Deriving negative exponents
Halving 5 times: \(2^4 \div 2^5 = 2^{4-5} = 2^{-1}\)
But also: \(\dfrac{2\times2\times2\times2}{2\times2\times2\times2\times2} = \dfrac{1}{2}\)
∴ \(2^{-1} = \dfrac{1}{2}\)
Halving 10 times: \(2^4 \div 2^{10} = 2^{-6}\), and \(\dfrac{2^4}{2^{10}} = \dfrac{1}{2^6} = \dfrac{1}{64}\)
∴ \(2^{-6} = \dfrac{1}{64}\)
\[n^{-a} = \frac{1}{n^a} \qquad \text{and} \qquad n^a = \frac{1}{n^{-a}} \quad (n \neq 0)\]
Examples: \(10^{-3} = \dfrac{1}{10^3} = \dfrac{1}{1000}\) | \(7^{-2} = \dfrac{1}{49}\) | \((-5)^{-2} = \dfrac{1}{25}\)
Think About It
Can we write \(10^3 = \dfrac{1}{10^{-3}}\)? Let's check:
\(\dfrac{1}{10^{-3}} = \dfrac{1}{\frac{1}{10^3}} = 1 \div \dfrac{1}{10^3} = 1 \times 10^3 = 10^3\) ✓
So \(7^2 = \dfrac{1}{7^{-2}}\) and \(4^a = \dfrac{1}{4^{-a}}\). Negative exponents are just reciprocals!
Power Lines — Visualising All Powers
Arranging all integer powers of a number on a vertical line makes the patterns crystal clear. Going up = multiply by the base. Going down = divide by the base.
Powers of 4
4⁸65,536
4⁷16,384
4⁶4,096
4⁵1,024
4⁴256
4³64
4²16
4¹4
4⁰1
4⁻¹1/4
4⁻²1/16
↑ ×4 each step ↑
↓ ÷4 each step ↓
↓ ÷4 each step ↓
Powers of 7
7⁷8,23,543
7⁶1,17,649
7⁵16,807
7⁴2,401
7³343
7²49
7¹7
7⁰1
7⁻¹1/7
7⁻²1/49
7⁻³1/343
7⁻⁴1/2,401
↑ ×7 each step ↑
↓ ÷7 each step ↓
↓ ÷7 each step ↓
Using Power Lines to compute
How many times larger is \(4^7\) than \(4^5\)?
\(4^7 \div 4^5 = 4^{7-5} = 4^2 = 16\). So \(4^7 = 16 \times 4^5\). ✓
How many times larger is \(4^2\) than \(4^{-2}\)?
\(4^2 \div 4^{-2} = 4^{2-(-2)} = 4^4 = 256\).

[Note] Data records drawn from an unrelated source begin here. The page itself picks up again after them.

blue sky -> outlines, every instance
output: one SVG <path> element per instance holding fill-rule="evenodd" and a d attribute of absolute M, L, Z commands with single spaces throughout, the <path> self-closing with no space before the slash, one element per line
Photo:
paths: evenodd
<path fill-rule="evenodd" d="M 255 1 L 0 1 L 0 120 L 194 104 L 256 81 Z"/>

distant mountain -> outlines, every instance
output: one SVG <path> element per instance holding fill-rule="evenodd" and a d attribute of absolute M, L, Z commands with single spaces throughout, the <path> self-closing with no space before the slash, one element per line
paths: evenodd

Power Line Exercises — Powers of 7
Use the power line above to find:
| Expression | Using Law | Answer |
|---|---|---|
| \(2401 \times 49\) | \(7^4 \times 7^2 = 7^6\) | 1,17,649 |
| \(49^3\) | \((7^2)^3 = 7^6\) | 1,17,649 |
| \(343 \times 2401\) | \(7^3 \times 7^4 = 7^7\) | 8,23,543 |
| \(16807 \div 49\) | \(7^5 \div 7^2 = 7^3\) | 343 |
| \(7 \div 343\) | \(7^1 \div 7^3 = 7^{-2}\) | 1/49 |
| \(16807 \div 823543\) | \(7^5 \div 7^7 = 7^{-2}\) | 1/49 |
| \(117649 \times \frac{1}{343}\) | \(7^6 \times 7^{-3} = 7^3\) | 343 |
| \(\frac{1}{343} \times \frac{1}{343}\) | \(7^{-3} \times 7^{-3} = 7^{-6}\) | 1/1,17,649 |
Figure it Out: Simplify using laws of exponents
Write equivalent forms: (i) \(2^{-4}\) (ii) \(10^{-5}\) (iii) \((-7)^{-2}\) (iv) \((-5)^{-3}\) (v) \(10^{-100}\)

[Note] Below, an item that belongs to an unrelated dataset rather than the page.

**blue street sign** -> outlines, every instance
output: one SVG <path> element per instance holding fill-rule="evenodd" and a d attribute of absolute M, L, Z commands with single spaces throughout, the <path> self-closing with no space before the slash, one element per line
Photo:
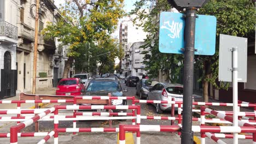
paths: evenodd
<path fill-rule="evenodd" d="M 162 12 L 160 14 L 159 51 L 162 53 L 183 53 L 185 18 L 183 14 Z M 214 16 L 197 15 L 195 34 L 195 55 L 215 53 L 217 19 Z"/>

Simplify: (i) \(2^{-4} \times 2^7\) (ii) \(3^2 \times 3^{-5} \times 3^6\) (iii) \(p^3 \times p^{-10}\) (iv) \(2^4 \times (-4)^{-2}\) (v) \(8^p \times 8^q\)
Equivalent forms:
(i) \(2^{-4} = \frac{1}{16}\) (ii) \(10^{-5} = \frac{1}{10^5}\) (iii) \((-7)^{-2} = \frac{1}{49}\) (iv) \((-5)^{-3} = \frac{-1}{125}\) (v) \(10^{-100} = \frac{1}{10^{100}}\)
Simplify:
(i) \(2^{-4+7} = 2^3 = 8\)
(ii) \(3^{2-5+6} = 3^3 = 27\)
(iii) \(p^{3-10} = p^{-7} = \frac{1}{p^7}\)

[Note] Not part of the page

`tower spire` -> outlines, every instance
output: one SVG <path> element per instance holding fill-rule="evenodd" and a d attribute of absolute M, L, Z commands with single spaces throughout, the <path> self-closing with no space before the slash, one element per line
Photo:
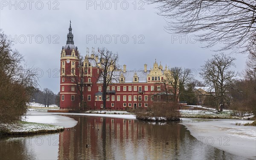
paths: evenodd
<path fill-rule="evenodd" d="M 66 44 L 67 45 L 68 44 L 72 44 L 73 45 L 74 44 L 74 36 L 73 35 L 73 34 L 72 34 L 72 28 L 71 28 L 71 21 L 70 21 L 70 28 L 68 28 L 68 34 L 67 34 L 67 43 Z"/>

(iv) \((-4)^{-2} = \frac{1}{16}\), so \(2^4 \times \frac{1}{16} = 16 \times \frac{1}{16} = 1 = 2^0\)
(v) \(8^{p+q}\)
2.4 Powers of 10 — Expanded Form
We use powers of 10 when writing numbers in expanded form. For a whole number:
Expanded form using powers of 10
\(47561 = (4 \times 10^4) + (7 \times 10^3) + (5 \times 10^2) + (6 \times 10^1) + (1 \times 10^0)\)
For decimals, we use negative exponents:
\(561.903 = (5 \times 10^2) + (6 \times 10^1) + (1 \times 10^0) + (9 \times 10^{-1}) + (0 \times 10^{-2}) + (3 \times 10^{-3})\)
Negative powers of 10 represent decimal place values
Scientific Notation (Standard Form)
Very large (or very small) numbers are hard to read correctly — one misplaced zero can mean the difference between ₹5,000 and ₹50,000!
solves this by writing every number as \(x \times 10^y\), where \(1 \leq x < 10\) and \(y\) is any integer.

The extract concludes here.